The bank slammed a pretrial sanction over its failure to produce certain records—a punishment the U.S. Solicitor General’s Office faulted in litigation leading up to Monday’s verdict.

In its statement, the bank said it “predicted that any proceeding conducted under the district court’s improper sanctions, which the U.S. government found to be ‘erroneous,’ would be nothing more than a show trial.”

As he left the courtroom, Shand Stephens, a partner at DLA Piper who represented the bank, called the plaintiffs’ evidence “a mile wide and an inch deep.”

He continued, “evidence this thin would never have resulted in a verdict unless there were errors in the admission of evidence, errors in the instruction and errors in imposing a sanction that the U.S. government has already told the Supreme Court was improper.”

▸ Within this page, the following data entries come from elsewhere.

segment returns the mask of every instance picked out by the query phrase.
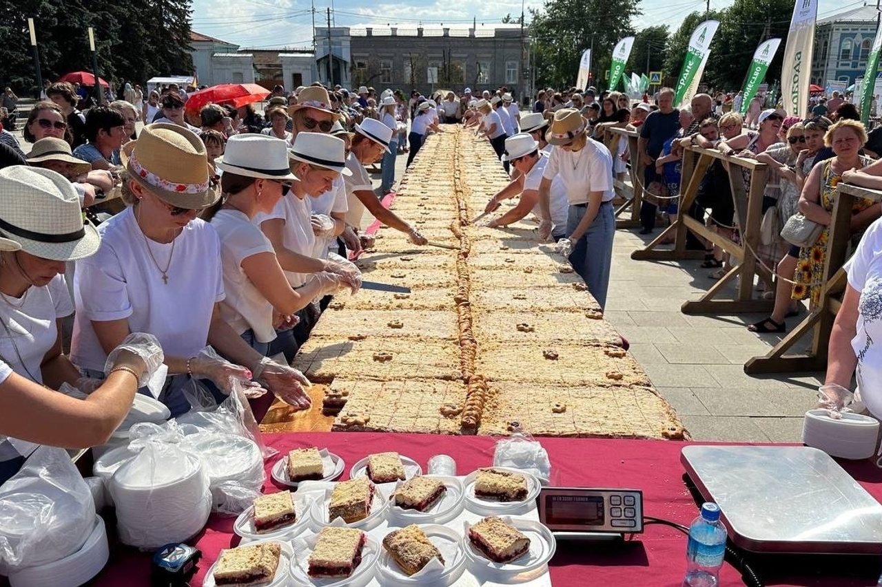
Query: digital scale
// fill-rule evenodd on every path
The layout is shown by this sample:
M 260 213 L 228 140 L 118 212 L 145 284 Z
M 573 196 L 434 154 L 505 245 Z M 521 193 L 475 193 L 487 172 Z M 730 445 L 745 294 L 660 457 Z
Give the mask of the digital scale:
M 643 531 L 639 489 L 542 487 L 539 521 L 558 539 L 620 539 Z
M 744 550 L 882 552 L 882 505 L 818 449 L 691 445 L 680 461 Z

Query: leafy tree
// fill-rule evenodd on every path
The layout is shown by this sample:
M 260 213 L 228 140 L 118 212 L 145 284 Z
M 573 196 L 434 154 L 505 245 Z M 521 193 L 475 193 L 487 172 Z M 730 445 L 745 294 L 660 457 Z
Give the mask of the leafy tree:
M 631 20 L 640 14 L 638 4 L 639 0 L 549 0 L 543 9 L 531 10 L 536 85 L 572 85 L 582 52 L 592 44 L 591 71 L 593 83 L 598 85 L 603 77 L 601 72 L 609 69 L 616 43 L 633 33 Z

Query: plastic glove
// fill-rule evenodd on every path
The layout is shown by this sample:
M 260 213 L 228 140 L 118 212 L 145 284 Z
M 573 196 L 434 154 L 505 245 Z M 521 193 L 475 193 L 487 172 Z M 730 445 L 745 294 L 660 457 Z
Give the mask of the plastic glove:
M 554 246 L 554 252 L 570 258 L 570 255 L 572 254 L 572 241 L 570 239 L 557 241 L 557 243 Z
M 246 398 L 259 398 L 266 390 L 251 383 L 251 372 L 241 365 L 234 365 L 206 346 L 190 360 L 190 372 L 198 379 L 210 379 L 224 393 L 233 392 L 233 383 L 238 381 Z
M 310 217 L 312 232 L 316 236 L 332 236 L 333 234 L 333 219 L 327 214 L 313 214 Z
M 288 405 L 301 410 L 312 405 L 312 400 L 306 392 L 310 387 L 310 380 L 295 368 L 262 357 L 254 366 L 253 376 L 257 382 L 269 389 L 273 395 Z
M 104 363 L 104 375 L 110 375 L 110 371 L 117 365 L 124 365 L 135 371 L 140 369 L 138 386 L 144 387 L 164 360 L 165 355 L 156 337 L 144 332 L 132 332 L 119 346 L 110 351 Z

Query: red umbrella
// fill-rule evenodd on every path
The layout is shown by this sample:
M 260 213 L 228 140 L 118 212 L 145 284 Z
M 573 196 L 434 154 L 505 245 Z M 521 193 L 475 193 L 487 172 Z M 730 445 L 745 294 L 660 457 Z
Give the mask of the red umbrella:
M 239 108 L 266 100 L 268 95 L 270 91 L 257 84 L 220 84 L 190 94 L 186 108 L 191 112 L 198 112 L 203 106 L 211 102 L 228 103 Z
M 66 81 L 71 84 L 79 84 L 80 85 L 94 85 L 95 77 L 88 71 L 71 71 L 71 73 L 63 75 L 58 78 L 58 81 Z M 101 78 L 98 78 L 98 83 L 104 87 L 110 87 L 110 84 Z

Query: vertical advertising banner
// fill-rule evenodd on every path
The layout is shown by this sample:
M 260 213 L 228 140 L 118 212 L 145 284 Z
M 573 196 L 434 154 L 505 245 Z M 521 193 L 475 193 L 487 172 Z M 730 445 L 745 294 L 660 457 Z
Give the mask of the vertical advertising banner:
M 591 49 L 585 49 L 582 59 L 579 62 L 579 77 L 576 78 L 576 87 L 586 90 L 588 87 L 588 73 L 591 72 Z
M 753 52 L 753 61 L 751 62 L 751 69 L 747 72 L 747 79 L 742 89 L 744 94 L 741 100 L 742 115 L 747 114 L 747 107 L 753 96 L 756 95 L 759 85 L 763 83 L 766 72 L 769 69 L 769 63 L 774 59 L 774 54 L 778 52 L 779 45 L 781 45 L 781 39 L 769 39 L 759 43 L 759 47 Z
M 707 56 L 711 54 L 711 41 L 719 26 L 719 20 L 706 20 L 692 31 L 686 49 L 686 58 L 683 62 L 683 69 L 680 70 L 680 77 L 675 88 L 675 104 L 683 104 L 692 99 L 701 80 L 705 63 L 707 63 Z
M 631 56 L 631 49 L 634 46 L 634 37 L 625 37 L 616 45 L 612 50 L 612 65 L 609 66 L 609 91 L 615 92 L 618 80 L 624 71 L 624 64 Z
M 818 0 L 796 0 L 790 19 L 790 32 L 784 48 L 781 67 L 781 93 L 784 110 L 804 116 L 809 109 L 809 84 L 811 81 L 811 50 L 818 19 Z

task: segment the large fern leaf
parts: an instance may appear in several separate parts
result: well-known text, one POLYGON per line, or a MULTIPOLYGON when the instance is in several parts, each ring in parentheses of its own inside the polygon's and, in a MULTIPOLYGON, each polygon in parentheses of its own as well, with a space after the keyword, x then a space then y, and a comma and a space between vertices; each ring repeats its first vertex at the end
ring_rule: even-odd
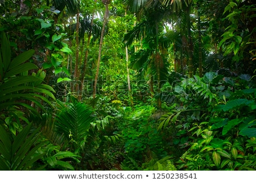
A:
POLYGON ((72 142, 75 151, 82 146, 95 117, 89 106, 76 101, 69 104, 56 115, 56 126, 72 142))

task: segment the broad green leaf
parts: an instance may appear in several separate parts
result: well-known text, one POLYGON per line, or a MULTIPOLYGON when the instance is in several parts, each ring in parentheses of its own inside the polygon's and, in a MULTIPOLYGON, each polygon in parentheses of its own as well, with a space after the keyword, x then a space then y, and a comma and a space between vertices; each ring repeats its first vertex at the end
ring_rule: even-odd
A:
POLYGON ((44 63, 43 64, 43 68, 44 69, 48 69, 48 68, 50 68, 52 67, 53 67, 53 65, 51 63, 44 63))
POLYGON ((237 109, 239 107, 249 105, 254 102, 253 101, 250 101, 246 98, 238 98, 233 100, 229 101, 225 105, 218 105, 213 111, 227 111, 232 109, 237 109))
POLYGON ((229 121, 228 124, 223 127, 222 135, 225 135, 228 132, 234 128, 234 126, 242 122, 243 120, 242 118, 234 119, 229 121))
POLYGON ((68 53, 73 53, 72 51, 71 51, 71 49, 67 47, 63 47, 62 48, 60 49, 60 51, 68 53))
POLYGON ((55 69, 55 70, 54 71, 54 73, 55 73, 55 75, 56 75, 57 74, 60 73, 62 71, 61 68, 60 67, 57 67, 57 68, 55 69))
POLYGON ((228 123, 229 121, 228 118, 218 118, 218 120, 220 120, 220 121, 217 123, 213 124, 210 127, 211 130, 215 130, 223 127, 228 123))
POLYGON ((58 79, 57 80, 57 83, 59 83, 61 81, 72 81, 72 80, 69 78, 58 78, 58 79))
POLYGON ((221 164, 221 168, 223 168, 226 164, 228 164, 230 162, 231 162, 229 159, 225 159, 222 160, 221 164))
POLYGON ((42 30, 42 29, 39 29, 39 30, 36 30, 36 31, 35 31, 35 33, 34 34, 34 35, 40 35, 43 34, 43 31, 42 30))
POLYGON ((52 37, 52 43, 54 43, 55 42, 60 39, 60 38, 61 38, 61 35, 54 34, 52 37))
POLYGON ((217 167, 218 167, 221 163, 221 156, 220 154, 218 154, 216 151, 213 151, 212 152, 212 159, 215 165, 217 167))
POLYGON ((231 159, 231 155, 230 154, 229 154, 229 153, 228 153, 228 152, 226 152, 226 151, 222 150, 218 150, 217 152, 218 154, 220 154, 220 155, 225 157, 226 158, 229 158, 230 159, 231 159))
POLYGON ((33 63, 26 63, 20 65, 18 67, 15 68, 12 68, 5 76, 5 78, 8 78, 9 77, 19 75, 24 72, 28 71, 38 69, 38 67, 33 63))
POLYGON ((201 152, 205 150, 207 150, 207 151, 209 151, 211 150, 213 150, 214 148, 212 146, 204 146, 204 147, 203 147, 203 148, 200 150, 200 152, 201 152))
POLYGON ((256 128, 244 128, 240 131, 239 134, 243 136, 247 136, 249 138, 256 137, 256 128))
POLYGON ((35 53, 35 50, 30 49, 22 53, 11 61, 10 65, 9 70, 18 67, 21 64, 30 59, 35 53))
POLYGON ((234 147, 231 148, 231 154, 232 154, 232 156, 234 158, 234 159, 237 159, 238 152, 236 148, 234 147))
POLYGON ((46 22, 41 23, 41 28, 47 28, 51 27, 51 26, 52 23, 46 23, 46 22))

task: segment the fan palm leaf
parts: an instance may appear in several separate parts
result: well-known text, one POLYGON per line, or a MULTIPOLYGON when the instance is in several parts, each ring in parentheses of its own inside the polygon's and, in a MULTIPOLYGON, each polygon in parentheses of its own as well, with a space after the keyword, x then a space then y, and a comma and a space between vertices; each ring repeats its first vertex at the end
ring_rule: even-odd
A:
POLYGON ((30 123, 12 136, 0 125, 0 170, 27 170, 45 154, 36 152, 45 144, 37 142, 40 127, 32 132, 31 128, 30 123))
POLYGON ((91 123, 95 119, 89 106, 76 101, 61 110, 56 115, 55 125, 66 139, 72 142, 75 153, 82 147, 91 123))
POLYGON ((46 96, 55 99, 52 93, 55 91, 50 86, 42 84, 46 74, 42 70, 32 76, 24 73, 38 69, 35 64, 26 63, 35 51, 27 51, 11 60, 9 41, 4 32, 1 32, 0 39, 0 110, 7 113, 14 106, 19 105, 38 114, 30 105, 20 101, 34 102, 44 109, 39 101, 51 105, 46 96), (40 94, 44 94, 44 97, 40 94))

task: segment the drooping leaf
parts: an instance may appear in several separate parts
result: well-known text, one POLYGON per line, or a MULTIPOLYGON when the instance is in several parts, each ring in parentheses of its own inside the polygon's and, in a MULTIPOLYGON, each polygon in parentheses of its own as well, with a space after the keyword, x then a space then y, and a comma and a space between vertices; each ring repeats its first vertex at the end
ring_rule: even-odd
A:
POLYGON ((214 111, 223 110, 227 111, 232 109, 236 109, 240 107, 250 105, 254 101, 250 101, 246 98, 238 98, 233 100, 229 101, 225 105, 219 105, 215 109, 214 111))
POLYGON ((216 151, 213 151, 212 152, 212 159, 215 165, 217 167, 218 167, 221 163, 221 156, 220 154, 218 154, 216 151))

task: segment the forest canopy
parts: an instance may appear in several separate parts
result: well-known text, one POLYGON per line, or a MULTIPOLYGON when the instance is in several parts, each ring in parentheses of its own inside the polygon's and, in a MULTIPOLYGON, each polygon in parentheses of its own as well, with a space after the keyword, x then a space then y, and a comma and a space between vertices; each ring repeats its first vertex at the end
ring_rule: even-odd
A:
POLYGON ((255 170, 252 0, 0 0, 0 170, 255 170))

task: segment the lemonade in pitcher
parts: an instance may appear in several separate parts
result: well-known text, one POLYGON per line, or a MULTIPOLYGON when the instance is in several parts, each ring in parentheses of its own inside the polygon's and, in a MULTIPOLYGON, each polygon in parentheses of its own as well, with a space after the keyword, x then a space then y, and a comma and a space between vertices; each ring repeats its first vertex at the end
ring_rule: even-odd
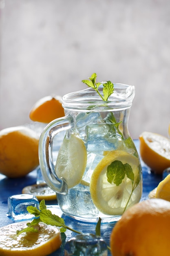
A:
POLYGON ((96 76, 82 81, 90 88, 63 97, 66 116, 42 132, 39 155, 44 178, 64 213, 84 221, 100 217, 108 222, 139 202, 142 173, 128 127, 134 87, 97 83, 96 76), (63 130, 54 167, 53 139, 63 130))

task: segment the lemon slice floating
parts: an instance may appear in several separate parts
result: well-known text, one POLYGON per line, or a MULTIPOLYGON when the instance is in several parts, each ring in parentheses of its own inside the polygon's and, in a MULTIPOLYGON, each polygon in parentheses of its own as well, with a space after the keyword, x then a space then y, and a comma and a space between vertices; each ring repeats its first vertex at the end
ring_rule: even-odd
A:
POLYGON ((0 228, 0 255, 46 256, 60 247, 61 234, 54 226, 39 223, 38 232, 23 233, 16 237, 17 230, 26 227, 26 224, 17 222, 0 228))
POLYGON ((156 189, 155 198, 170 201, 170 174, 159 184, 156 189))
POLYGON ((139 137, 141 159, 156 173, 170 166, 170 139, 157 133, 144 132, 139 137))
POLYGON ((59 178, 64 179, 70 189, 82 180, 86 168, 87 152, 83 141, 72 134, 65 137, 60 146, 55 166, 59 178))
POLYGON ((46 183, 27 186, 23 189, 22 193, 34 195, 39 201, 43 199, 45 201, 55 200, 57 198, 55 192, 51 189, 46 183))
MULTIPOLYGON (((132 182, 125 175, 119 186, 107 180, 107 168, 115 160, 123 164, 128 163, 134 174, 134 181, 139 175, 139 161, 135 157, 122 150, 110 151, 99 163, 93 173, 90 184, 91 198, 96 207, 106 214, 121 214, 130 196, 132 189, 132 182)), ((140 200, 141 194, 141 182, 134 190, 128 204, 128 208, 140 200)))

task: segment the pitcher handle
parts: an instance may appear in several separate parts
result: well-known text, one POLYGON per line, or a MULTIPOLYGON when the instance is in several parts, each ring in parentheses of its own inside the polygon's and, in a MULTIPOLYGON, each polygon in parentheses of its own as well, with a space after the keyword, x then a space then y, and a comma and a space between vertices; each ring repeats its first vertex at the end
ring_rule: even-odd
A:
POLYGON ((59 178, 55 173, 53 159, 53 142, 57 134, 71 128, 73 125, 73 118, 70 115, 57 118, 46 126, 39 141, 38 154, 42 175, 51 189, 64 194, 68 192, 67 184, 64 179, 59 178))

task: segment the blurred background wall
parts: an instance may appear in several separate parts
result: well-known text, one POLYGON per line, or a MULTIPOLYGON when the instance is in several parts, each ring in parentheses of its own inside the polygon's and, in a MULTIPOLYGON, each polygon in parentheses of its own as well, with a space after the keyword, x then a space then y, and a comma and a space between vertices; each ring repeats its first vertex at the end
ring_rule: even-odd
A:
MULTIPOLYGON (((2 1, 2 0, 0 0, 2 1)), ((129 128, 167 136, 168 0, 5 0, 0 9, 0 128, 30 122, 39 99, 98 81, 135 85, 129 128)))

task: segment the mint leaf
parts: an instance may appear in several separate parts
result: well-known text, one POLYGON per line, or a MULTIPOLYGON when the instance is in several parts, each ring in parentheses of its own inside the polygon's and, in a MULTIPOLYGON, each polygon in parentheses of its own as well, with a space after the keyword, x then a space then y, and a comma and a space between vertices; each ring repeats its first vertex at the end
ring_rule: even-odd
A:
POLYGON ((125 164, 124 164, 124 166, 125 167, 125 173, 126 174, 127 177, 128 178, 130 179, 131 180, 132 183, 133 183, 135 176, 132 167, 130 164, 127 163, 125 164))
POLYGON ((89 77, 89 79, 92 82, 93 85, 95 85, 96 82, 97 78, 97 74, 95 73, 93 73, 91 75, 91 77, 89 77))
POLYGON ((85 83, 89 87, 91 87, 91 88, 93 88, 95 90, 95 85, 91 81, 90 81, 89 80, 82 80, 82 82, 85 83))
POLYGON ((140 174, 139 173, 138 173, 138 174, 137 175, 137 177, 135 181, 135 184, 136 184, 136 186, 137 186, 138 185, 140 180, 141 180, 141 178, 140 177, 140 174))
POLYGON ((44 199, 43 199, 40 203, 40 210, 42 211, 43 209, 46 209, 46 206, 45 205, 45 202, 44 199))
POLYGON ((98 89, 100 85, 101 85, 102 83, 96 83, 96 88, 98 89))
POLYGON ((28 222, 26 223, 27 226, 38 226, 40 221, 40 218, 38 219, 34 219, 31 222, 28 222))
POLYGON ((114 91, 113 84, 110 81, 108 81, 106 83, 103 84, 103 93, 104 100, 106 101, 108 98, 113 94, 114 91))
POLYGON ((108 98, 113 93, 114 91, 114 85, 110 81, 107 81, 103 83, 97 83, 97 74, 95 73, 93 73, 91 76, 89 77, 89 80, 82 80, 82 82, 86 84, 89 87, 91 87, 94 89, 102 98, 104 101, 108 100, 108 98), (98 88, 101 84, 103 84, 103 97, 99 92, 98 88))
MULTIPOLYGON (((48 225, 62 227, 63 228, 66 227, 64 219, 55 214, 53 214, 49 210, 42 210, 40 213, 40 217, 41 221, 48 225)), ((64 232, 66 231, 66 228, 64 229, 64 232)))
POLYGON ((125 167, 120 161, 116 160, 108 166, 107 168, 108 181, 110 183, 113 182, 116 186, 122 182, 125 176, 125 167))
POLYGON ((35 217, 38 217, 40 215, 40 211, 36 207, 32 206, 28 206, 26 207, 26 210, 29 213, 31 214, 33 214, 35 217))

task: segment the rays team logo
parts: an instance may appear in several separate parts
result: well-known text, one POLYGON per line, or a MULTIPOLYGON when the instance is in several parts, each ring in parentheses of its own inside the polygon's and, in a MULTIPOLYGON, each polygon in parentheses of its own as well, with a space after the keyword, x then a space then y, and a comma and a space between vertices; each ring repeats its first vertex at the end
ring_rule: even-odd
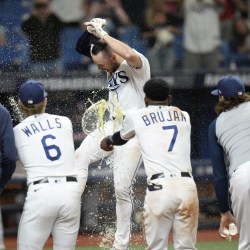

After the jury was excused, Eastern District Judge Brian Cogan (See Profile), who presided over the trial, said “the case is a long way from over” and added he would schedule a status conference in the next few weeks. Cogan had complimented the work of the jury and said that only in the United States would a trial like this go to a jury.

Before their verdict, the jurors asked to see demonstrative slides and trial testimony regarding Hamas’ purported liability for certain attacks.

Plaintiffs presented testimony from witnesses including experts on Hamas, a forensic accountant and a former Israeli government official.

Defense witnesses included the bank’s chairman, Sabih Al-Masri, and experts on charities in the Palestinian territories and banking compliance and regulation.

In closing arguments, the plaintiffs’ attorneys said the bank could not avoid liability by merely pointing to transactions that cleared blacklists developed within the U.S. Treasury Department’s Office of Foreign Assets Control (NYLJ, Sept. 19).

  1. Tab Turner of North Little Rock, Ark., told the jury of three men and eight women that they had the ability to “change the world banking system.”

But Stephens told jurors it was not the job of private business to draw up blacklists when such duties were left to the government. Moreover, financial services had to be carried out by individuals, and then he recounted various defense witnesses, asking if they deliberately supported the violence.

Restricted Testimony

The bank had been forced to make its case within the confines of a sanction arising from its failure to produce certain records.

Though the bank said it was restrained from disclosure because of bank secrecy laws in foreign jurisdictions, an order by Eastern District Judge Nina Gershon (See Profile) prevented the introduction of the state of mind evidence and allowed for an adverse inference jury instruction.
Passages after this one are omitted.